Mais cet argument peut-il tenir dans ce cas-ci ?
Ce mode de grève, qui serait d’origine sénégalaise
a pris cours chez nous en 2001 à la Faculté des Lettres Arts et Sciences Humaines (FLASH), quand les deux enseignants de cette faculté ont occasionné une année blanche dans l’unique faculté de l’Université de Bamako.
Les enseignants sous l’instigation de l’actuel ministre des enseignements secondaire supérieur et de la recherche scientifique, Amadou Touré, ont pris les notes d’évaluation de l’an 2000 en otage pendant toute l’année 2001, ce qui fait qu’à part les nouveaux bacheliers qui venaient d’arriver, tout l’établissement a été pris en otage. Conséquence : certains étudiants ont passé trois ans dans la même classe.
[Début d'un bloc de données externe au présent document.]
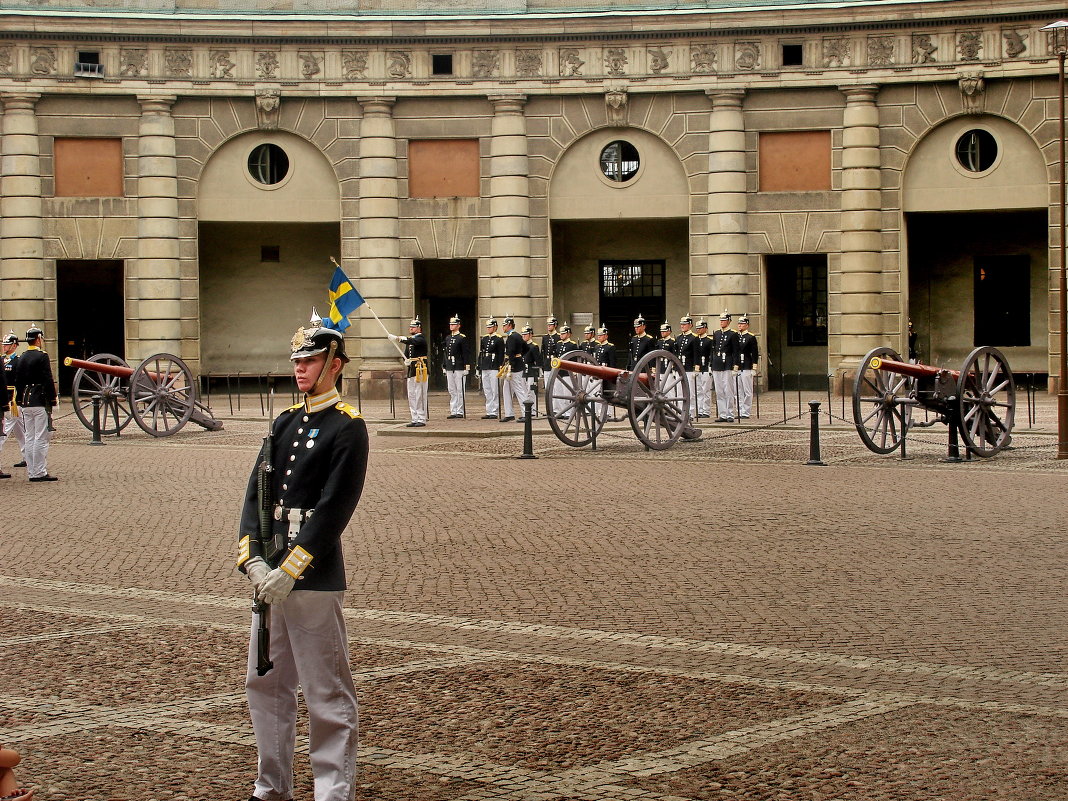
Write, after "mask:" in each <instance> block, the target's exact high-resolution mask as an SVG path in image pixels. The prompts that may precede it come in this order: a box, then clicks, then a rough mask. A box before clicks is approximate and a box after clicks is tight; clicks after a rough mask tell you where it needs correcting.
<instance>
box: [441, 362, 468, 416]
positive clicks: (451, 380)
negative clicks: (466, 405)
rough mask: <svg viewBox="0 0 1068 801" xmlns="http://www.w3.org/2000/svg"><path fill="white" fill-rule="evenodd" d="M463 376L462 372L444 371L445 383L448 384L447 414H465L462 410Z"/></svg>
mask: <svg viewBox="0 0 1068 801" xmlns="http://www.w3.org/2000/svg"><path fill="white" fill-rule="evenodd" d="M465 378H466V376H465V375H464V371H462V370H446V371H445V382H446V383H447V384H449V413H450V414H465V413H466V411H465V409H464V379H465Z"/></svg>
Cela a entraîné aussi des départs massifs des étudiants de ladite faculté malgré eux, vers des Instituts de Formation de Maître (IMF).
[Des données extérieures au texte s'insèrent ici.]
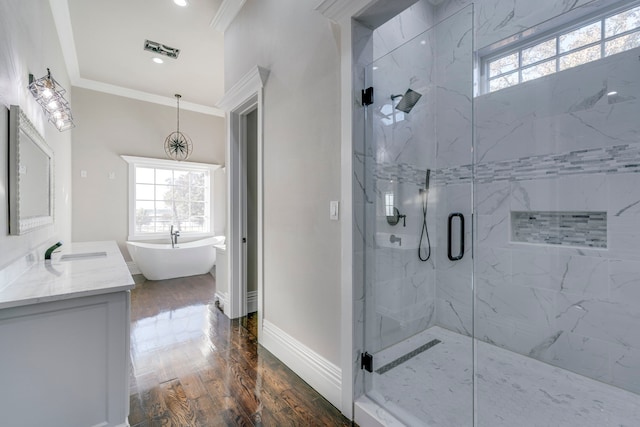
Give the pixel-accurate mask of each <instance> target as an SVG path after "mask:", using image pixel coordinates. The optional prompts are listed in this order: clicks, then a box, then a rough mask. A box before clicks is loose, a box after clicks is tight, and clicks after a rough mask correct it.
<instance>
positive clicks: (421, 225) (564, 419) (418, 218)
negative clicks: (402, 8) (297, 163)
mask: <svg viewBox="0 0 640 427" xmlns="http://www.w3.org/2000/svg"><path fill="white" fill-rule="evenodd" d="M454 3H455V2H443V3H441V4H440V7H434V8H433V17H432V22H431V23H430V24H429V25H427V27H428V29H427V30H426V31H425V32H422V33H420V34H419V35H418V36H417V37H415V38H412V39H411V40H409V41H407V42H406V43H404V44H401V45H400V46H399V47H397V48H394V49H393V50H391V51H390V52H385V53H384V54H382V55H379V57H378V59H376V60H375V61H374V62H372V63H370V64H368V65H367V66H366V67H364V77H363V78H364V82H365V88H372V89H370V90H369V91H365V92H363V101H364V104H365V107H364V108H363V114H364V135H365V138H364V148H363V152H362V153H357V154H356V156H361V159H360V158H358V161H360V160H361V161H362V164H363V170H364V175H363V176H364V182H363V183H362V187H363V198H364V200H363V203H362V212H361V215H362V220H363V224H364V225H363V227H362V236H363V243H362V244H363V262H362V265H363V278H362V280H363V282H364V308H363V310H364V318H363V346H364V348H363V352H362V366H363V369H364V372H365V373H364V375H362V377H361V378H362V385H361V387H362V390H363V392H364V394H365V395H366V396H367V397H368V398H369V399H370V400H372V401H373V402H375V403H376V404H377V405H379V406H380V407H381V408H384V409H385V410H386V411H387V412H388V413H390V414H391V415H392V416H393V417H394V418H395V419H397V420H399V421H400V422H401V423H402V424H405V425H410V426H446V427H449V426H487V427H489V426H491V427H499V426H514V425H518V426H551V425H558V426H576V427H577V426H580V427H582V426H594V427H595V426H634V425H638V420H640V396H639V393H640V332H639V331H640V243H638V242H640V231H639V230H640V227H638V224H640V139H639V136H640V126H638V120H637V118H638V117H640V78H638V76H640V63H639V62H638V57H639V56H640V3H638V2H628V1H627V2H619V3H616V2H602V1H595V2H586V4H585V5H577V6H575V5H574V6H575V7H571V8H562V9H559V6H557V3H558V2H552V1H549V2H547V1H546V0H545V4H546V3H549V8H547V9H544V10H545V12H544V13H542V12H540V13H539V14H538V15H536V14H532V15H529V17H525V18H521V17H516V18H514V17H511V19H512V20H513V21H514V22H511V21H508V20H507V21H505V20H500V19H499V18H500V16H501V15H500V14H499V13H498V12H499V11H500V10H502V9H504V10H507V9H509V7H511V6H509V5H511V4H512V3H513V2H501V1H498V2H491V5H489V4H488V3H489V2H484V1H478V2H476V3H474V4H470V2H458V3H460V4H468V5H467V6H466V7H458V8H457V10H453V8H452V7H450V5H451V4H454ZM507 3H509V5H507ZM516 3H518V4H520V3H523V2H520V1H516ZM523 4H524V3H523ZM554 8H555V9H554ZM541 10H542V9H541ZM492 13H494V14H495V16H494V15H491V14H492ZM518 19H520V21H517V20H518ZM515 21H517V22H515ZM525 24H526V25H525ZM614 24H615V25H617V27H615V28H616V29H612V28H614V27H613V25H614ZM597 25H599V27H598V29H597V31H596V30H594V31H593V34H597V33H598V32H599V34H600V35H601V39H599V40H600V41H593V40H591V41H589V42H588V43H583V44H580V43H582V42H580V41H576V40H577V39H578V38H579V37H582V36H581V35H580V34H582V33H584V32H585V31H587V30H583V28H587V29H589V28H592V27H593V28H595V27H596V26H597ZM636 31H637V33H636ZM581 32H582V33H581ZM389 34H391V32H389ZM589 34H591V33H589ZM607 34H609V36H607ZM611 34H612V35H611ZM379 38H381V37H379ZM523 39H524V40H525V42H524V43H520V44H519V45H518V43H519V41H521V40H523ZM527 40H530V41H529V42H527ZM594 40H595V39H594ZM634 40H636V41H635V42H634ZM374 41H375V38H374ZM527 43H528V44H527ZM563 43H564V45H563ZM634 43H635V44H634ZM514 45H515V46H516V48H513V46H514ZM552 45H554V46H555V48H554V49H555V50H553V53H549V51H547V50H544V49H546V48H548V47H549V46H552ZM567 46H568V47H567ZM594 46H597V49H596V48H594ZM620 46H623V48H620ZM536 49H537V50H536ZM586 49H591V52H592V53H593V52H595V51H599V52H600V55H601V56H599V57H598V58H589V60H588V61H586V60H583V59H584V58H585V57H588V55H587V52H586ZM583 50H585V51H584V52H582V51H583ZM541 52H542V53H541ZM581 52H582V53H581ZM533 54H536V55H538V56H535V55H534V56H535V58H534V59H533V60H531V59H527V58H531V55H533ZM578 54H580V55H578ZM514 55H515V56H514ZM527 55H529V57H527ZM571 55H573V56H571ZM581 55H582V56H581ZM589 55H591V53H589ZM505 58H506V59H505ZM513 58H516V59H515V60H514V59H513ZM576 58H582V59H579V60H576ZM492 61H493V62H492ZM509 61H512V63H509ZM513 61H515V62H513ZM527 61H529V62H527ZM570 61H574V62H573V63H571V64H570V66H568V65H567V64H569V62H570ZM552 62H553V65H551V63H552ZM513 64H515V65H513ZM531 64H532V65H531ZM563 64H564V65H563ZM492 67H493V68H492ZM510 67H513V68H510Z"/></svg>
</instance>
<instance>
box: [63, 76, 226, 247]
mask: <svg viewBox="0 0 640 427" xmlns="http://www.w3.org/2000/svg"><path fill="white" fill-rule="evenodd" d="M73 95H74V99H75V109H74V114H75V120H76V126H77V127H76V128H75V129H74V136H73V169H72V173H73V190H74V198H73V217H74V221H73V240H74V241H91V240H116V241H117V242H118V244H119V246H120V250H121V251H122V253H123V255H124V256H125V259H129V253H128V251H127V250H126V245H125V242H126V240H127V235H128V222H127V221H128V213H127V204H128V165H127V163H126V162H125V161H124V160H123V159H122V158H121V157H120V156H121V155H129V156H140V157H153V158H161V159H164V158H166V154H165V152H164V140H165V138H166V137H167V135H169V134H170V133H171V132H174V131H175V128H176V109H175V108H173V107H166V106H163V105H157V104H152V103H148V102H143V101H138V100H133V99H129V98H124V97H120V96H116V95H110V94H106V93H102V92H96V91H92V90H88V89H81V88H74V89H73ZM180 130H181V131H182V132H184V133H185V134H187V135H189V137H190V138H191V140H192V141H193V147H194V148H193V154H192V156H191V157H190V158H189V160H190V161H194V162H201V163H215V164H224V119H223V118H222V117H216V116H210V115H206V114H201V113H195V112H192V111H186V110H180ZM80 171H86V172H87V177H86V178H81V176H80ZM111 172H113V173H114V174H115V178H114V179H110V178H109V173H111ZM214 203H215V201H214Z"/></svg>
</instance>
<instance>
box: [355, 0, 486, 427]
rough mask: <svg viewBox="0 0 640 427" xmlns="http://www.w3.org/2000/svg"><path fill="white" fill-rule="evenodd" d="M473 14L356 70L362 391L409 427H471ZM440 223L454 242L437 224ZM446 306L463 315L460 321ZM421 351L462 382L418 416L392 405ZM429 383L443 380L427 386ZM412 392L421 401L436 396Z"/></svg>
mask: <svg viewBox="0 0 640 427" xmlns="http://www.w3.org/2000/svg"><path fill="white" fill-rule="evenodd" d="M472 17H473V6H468V7H466V8H463V9H462V10H460V11H458V12H457V13H456V14H454V15H452V16H451V17H448V18H447V19H445V20H443V21H442V22H439V23H437V24H436V25H434V26H432V27H431V28H430V29H429V30H427V31H425V32H423V33H421V34H419V35H418V36H417V37H415V38H413V39H412V40H410V41H408V42H407V43H405V44H403V45H402V46H400V47H399V48H397V49H395V50H393V51H391V52H390V53H388V54H386V55H384V56H382V57H381V58H379V59H377V60H376V61H374V62H373V63H372V64H369V65H368V66H367V67H366V68H365V72H364V80H365V87H373V90H374V96H373V103H372V105H369V106H367V107H365V109H364V110H365V115H366V117H365V140H366V141H368V143H367V144H365V152H364V153H363V158H364V170H365V173H364V177H365V186H364V187H365V197H366V202H365V209H364V211H365V212H364V223H365V227H364V228H365V236H366V237H365V256H364V264H365V278H364V280H365V287H366V291H365V294H366V295H368V298H365V309H364V310H365V318H366V320H365V338H364V341H365V349H366V351H367V352H368V353H369V354H371V355H372V356H373V366H372V367H371V368H372V371H373V372H372V373H370V374H365V378H364V382H365V385H364V387H365V390H366V391H367V395H368V396H369V397H370V398H371V399H373V400H374V401H377V402H378V403H384V404H385V406H386V408H387V409H389V410H390V411H391V412H392V413H393V414H394V416H395V417H397V418H399V419H401V420H403V421H404V422H406V423H408V424H412V423H414V424H415V423H418V422H419V421H418V419H419V418H423V417H424V418H425V419H433V420H434V422H435V420H440V421H441V422H446V423H449V424H450V425H459V424H460V422H461V420H464V421H462V423H465V424H466V423H469V424H470V423H472V417H473V390H472V385H473V363H472V356H473V340H471V339H470V338H469V337H470V336H471V335H472V334H473V330H472V327H473V322H472V302H473V298H472V296H473V292H472V283H473V281H472V271H473V268H472V259H471V250H472V242H471V235H472V233H471V229H472V227H471V223H472V218H471V210H472V193H473V192H472V180H471V168H470V166H471V164H472V144H473V135H472V123H473V120H472V114H473V110H472V98H473V97H472V93H473V85H472V82H471V80H470V79H469V75H470V73H471V72H472V69H473V37H472V35H473V31H472V27H473V20H472ZM399 64H403V66H399ZM409 98H411V99H410V101H411V102H410V103H407V100H408V99H409ZM416 98H419V99H417V102H416ZM414 103H415V105H411V104H414ZM405 104H409V107H411V108H405ZM450 110H454V111H457V113H458V114H457V115H456V117H452V116H451V115H450V114H448V111H450ZM461 118H463V119H464V120H463V123H462V124H461V121H460V119H461ZM454 121H455V123H454ZM427 171H429V177H427V173H428V172H427ZM427 181H429V184H428V185H427ZM445 189H447V190H446V191H445ZM425 202H426V204H425ZM425 211H426V221H425ZM398 216H399V218H398ZM464 219H466V221H464ZM442 223H448V224H449V225H450V230H449V231H450V233H447V231H446V230H443V229H442V227H437V225H438V224H442ZM425 225H426V227H425ZM449 242H450V244H451V245H450V247H448V243H449ZM463 242H466V244H463ZM419 249H420V251H421V252H420V254H419V253H418V251H419ZM448 255H449V256H448ZM420 258H422V260H421V259H420ZM425 258H428V259H427V260H426V261H423V260H424V259H425ZM438 267H439V269H438ZM438 273H439V276H440V277H437V274H438ZM439 292H440V295H441V296H442V297H441V298H440V299H438V297H437V296H438V294H439ZM443 295H444V296H443ZM451 299H456V300H457V301H458V303H460V304H463V305H464V306H465V307H467V310H466V311H465V312H464V313H457V312H456V310H455V309H454V306H453V304H452V303H451V301H450V300H451ZM437 312H440V313H441V315H440V318H439V319H438V318H437ZM442 325H446V327H447V329H443V328H442V327H441V326H442ZM450 331H455V332H457V333H458V334H462V336H466V338H463V339H458V336H457V335H456V334H451V333H450ZM443 341H444V342H446V343H447V344H441V343H442V342H443ZM454 350H455V351H454ZM461 353H464V355H463V356H461V359H456V360H452V355H458V356H459V355H460V354H461ZM427 354H438V355H439V358H440V363H442V364H443V365H442V366H441V367H435V368H434V372H435V371H440V372H443V371H447V370H450V371H456V372H457V374H458V378H457V379H456V381H457V382H458V383H460V384H461V385H460V387H459V388H458V389H456V390H455V391H452V395H453V397H451V396H449V397H446V398H444V397H443V399H441V400H440V401H439V402H438V407H439V408H440V409H441V410H440V411H436V412H438V413H437V414H436V413H434V411H433V410H432V408H424V409H430V410H429V411H428V413H427V412H423V413H420V414H416V411H418V412H420V408H418V407H417V406H415V405H413V406H412V405H411V404H410V403H408V402H406V401H403V399H395V400H394V398H393V397H392V395H393V394H394V390H396V389H397V388H398V387H401V386H402V385H401V384H399V381H400V380H399V379H398V376H397V375H396V374H395V373H396V372H398V370H402V369H409V370H410V369H411V367H410V364H407V363H405V362H406V361H407V360H408V359H412V360H413V362H416V361H419V360H420V358H421V357H424V356H425V355H427ZM413 362H412V363H413ZM451 363H454V364H455V368H454V367H453V365H450V364H451ZM447 364H449V366H450V368H449V369H441V368H442V367H444V366H446V365H447ZM399 365H402V366H399ZM408 366H409V367H408ZM461 367H462V369H460V368H461ZM392 371H393V372H392ZM406 374H407V373H406V372H405V374H404V375H406ZM402 375H403V374H400V376H402ZM435 381H441V382H442V381H446V379H445V378H439V379H438V378H436V377H432V378H428V377H425V378H424V382H425V383H426V382H431V383H434V384H435ZM423 385H424V384H423ZM415 386H416V387H418V388H417V389H416V390H415V391H414V392H416V393H418V394H420V393H422V392H425V393H426V392H430V393H434V395H435V394H437V393H438V391H437V389H436V388H434V387H431V388H430V390H429V391H427V390H426V389H423V390H422V391H421V389H420V386H419V385H418V384H415ZM452 414H453V417H452V418H451V417H450V415H452ZM430 417H431V418H430Z"/></svg>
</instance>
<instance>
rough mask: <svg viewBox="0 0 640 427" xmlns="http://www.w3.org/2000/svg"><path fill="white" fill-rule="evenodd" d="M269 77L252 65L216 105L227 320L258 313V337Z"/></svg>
mask: <svg viewBox="0 0 640 427" xmlns="http://www.w3.org/2000/svg"><path fill="white" fill-rule="evenodd" d="M268 75H269V71H268V70H266V69H264V68H261V67H258V66H255V67H254V68H253V69H252V70H250V71H249V72H248V73H247V74H246V75H245V76H243V77H241V78H240V79H239V80H238V82H237V83H236V84H235V85H234V86H232V87H231V88H230V89H229V90H228V91H227V92H226V93H225V95H224V97H223V98H222V99H221V100H220V102H219V103H218V107H220V108H221V109H223V110H224V111H225V112H226V117H227V120H226V122H227V129H228V132H227V144H226V149H227V155H226V166H227V171H228V176H227V177H228V178H227V198H228V205H227V233H226V234H227V239H226V246H227V257H228V258H227V271H228V277H227V283H228V290H229V291H228V309H227V308H226V307H225V314H227V316H229V318H231V319H243V318H244V317H246V316H247V313H248V312H253V313H256V312H257V313H259V315H255V316H254V319H253V320H254V321H255V324H256V326H257V327H255V330H256V335H257V337H258V339H259V338H260V335H261V334H260V331H261V330H262V317H263V316H264V312H263V310H262V307H263V304H262V300H263V297H262V288H263V285H262V283H263V267H262V266H263V261H262V259H263V251H262V247H263V244H262V236H263V231H262V228H263V227H262V219H263V197H262V194H263V191H262V152H263V150H262V115H263V111H262V110H263V107H262V106H263V89H264V85H265V83H266V80H267V77H268ZM248 147H250V149H248ZM248 155H250V156H251V158H252V160H249V159H248ZM249 164H251V165H252V166H249ZM249 171H250V172H249ZM249 182H250V183H249ZM248 183H249V184H248ZM247 185H248V186H247ZM249 193H251V196H248V194H249ZM247 267H248V268H247ZM249 277H250V279H249ZM249 281H251V284H249V283H248V282H249ZM250 291H251V293H249V292H250ZM249 320H251V319H249Z"/></svg>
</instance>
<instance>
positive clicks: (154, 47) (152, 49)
mask: <svg viewBox="0 0 640 427" xmlns="http://www.w3.org/2000/svg"><path fill="white" fill-rule="evenodd" d="M144 50H148V51H149V52H153V53H157V54H159V55H164V56H168V57H169V58H173V59H176V58H177V57H178V55H179V54H180V49H176V48H174V47H169V46H167V45H164V44H162V43H158V42H152V41H151V40H145V41H144Z"/></svg>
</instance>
C’est donc ce mode de grève, jusque-là propre à l’enseignement supérieur, qui a été utilisé par la CO.S.E.S. C’est une arme très difficilement maîtrisable, car, son usage ne fait pas directement de l’intéressé un gréviste, pour qu’on ponctionner sur son salaire le nombre de jours passés en grève. C’est pourquoi les enseignants ont pu se la couler douce pendant toute une année, sans voir leurs salaires souffrir d’un centime de retrait. Les mêmes enseignants pensaient que sans eux des évaluations ne seraient pas possibles en République du Mali.
Ce que les autorités ont réussi à démentir à travers une organisation parfaite des évaluations trimestrielles dans tous les établissements secondaires du pays. Chose que le chef de l’Etat a appréciée du fond de son cœur, lors de sa rencontre avec les journalistes. Pour ce qui reste à venir, à savoir le baccalauréat, ATT s’est voulu on ne peut plus clair : « On va organiser les évaluations sans ceux qui ne veulent pas nous suivre ». On n’a pas besoin de creuser ses méninges pour savoir que le chef de l’Etat fait allusion à la fameuse CO.S.E.S, qui a été surprise de la parfaite organisation des évaluations trimestrielles à travers le pays.
Pour le chef de l’Etat, il ne sera jamais question de prendre des engagements avec un syndicat qu’on ne pourra pas assumer, d’où ce discours : « Ils (les enseignants) avaient voulu que le gouvernement donne seulement son accord de principe, mais nous, nous avons dit non, on ne va s’engager dans des choses qu’on ne pourra pas assumer ».
Le problème de notre enseignement secondaire trouve son explication dans cette affaire de contractualisation.
En effet, contrairement au passé où l’on devenait enseignant selon sa vocation, la fonction enseignante est devenue un point de chute pour tous les chômeurs.
Ce qui fait que les gens arrivent dans la profession pour s’enrichir et non par vocation. N’est plus enseignant qui le peut, mais qui le veut.